Did you get laid off or something? You need to lighten up. I actually thought the article was enlightening.
Light-bulb 12/4/2012 | 10:33:56 PM
re: Internet Photonics Stretches the Metro I can't help but find myself chuckling. Hey how do you think this great central repository of facts (Light Reading) makes money? These T3s cost money, they have to make it someway. Besides its called LIGHT Reading. You have to give them some slack. Its up to us as educated end-users of the product to do our own research for verification. Hell do we take everything CNN put out as the Facts?

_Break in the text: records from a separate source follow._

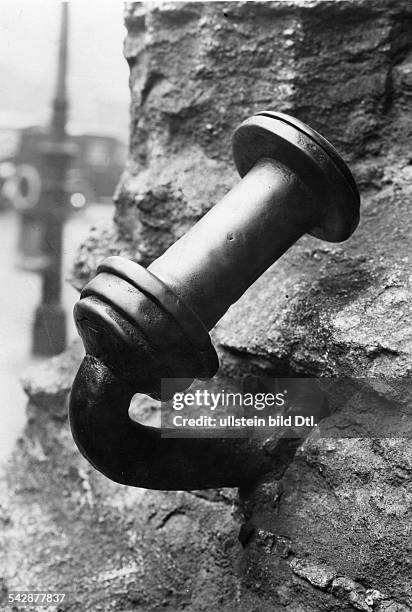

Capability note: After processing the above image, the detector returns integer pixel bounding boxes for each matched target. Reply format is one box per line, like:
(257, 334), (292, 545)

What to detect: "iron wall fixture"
(70, 112), (360, 490)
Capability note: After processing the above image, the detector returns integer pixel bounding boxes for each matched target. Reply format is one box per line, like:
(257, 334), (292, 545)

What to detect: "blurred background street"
(0, 0), (129, 464)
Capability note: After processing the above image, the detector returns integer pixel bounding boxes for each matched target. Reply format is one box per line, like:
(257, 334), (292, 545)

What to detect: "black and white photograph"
(0, 0), (412, 612)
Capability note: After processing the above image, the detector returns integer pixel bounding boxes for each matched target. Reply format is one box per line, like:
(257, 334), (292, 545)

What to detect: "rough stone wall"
(6, 0), (412, 612)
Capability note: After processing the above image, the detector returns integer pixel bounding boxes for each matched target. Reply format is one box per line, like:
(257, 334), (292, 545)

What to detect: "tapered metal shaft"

Besides 16 Channels in a Single RU? Wow! Oh wait, doesn't ADVA basically have OEMs with everyone in that regard?

Cheerio
bigturtle 12/4/2012 | 10:33:53 PM
re: Internet Photonics Stretches the Metro IMHO, editors of the website might not know all the technologies. I read many articles in my judgement are not great technologies at all. I work in optical component industry. However, I don't blame them. They are not supermen who know all. It's people like you to make decision on your own investment. Frankly, if you see the crowd make wrong judgement, you can actually make money by going to the opposite direction.

IMHO, while there are $$$ (capital spending), vast majority of technologies can find buyers. While there is no $$$, even good ones will be passed by. It's hard for startup since major carriers are also scared. Layoff are widely spread. Staff in telecom are very cautious to make any mistake. They are likely leaning to known even though not fantastic rather than new but risk business. They are scared for next run of layoff. I saw my bosses hesitate to take risk even though the company loudly says we should do so.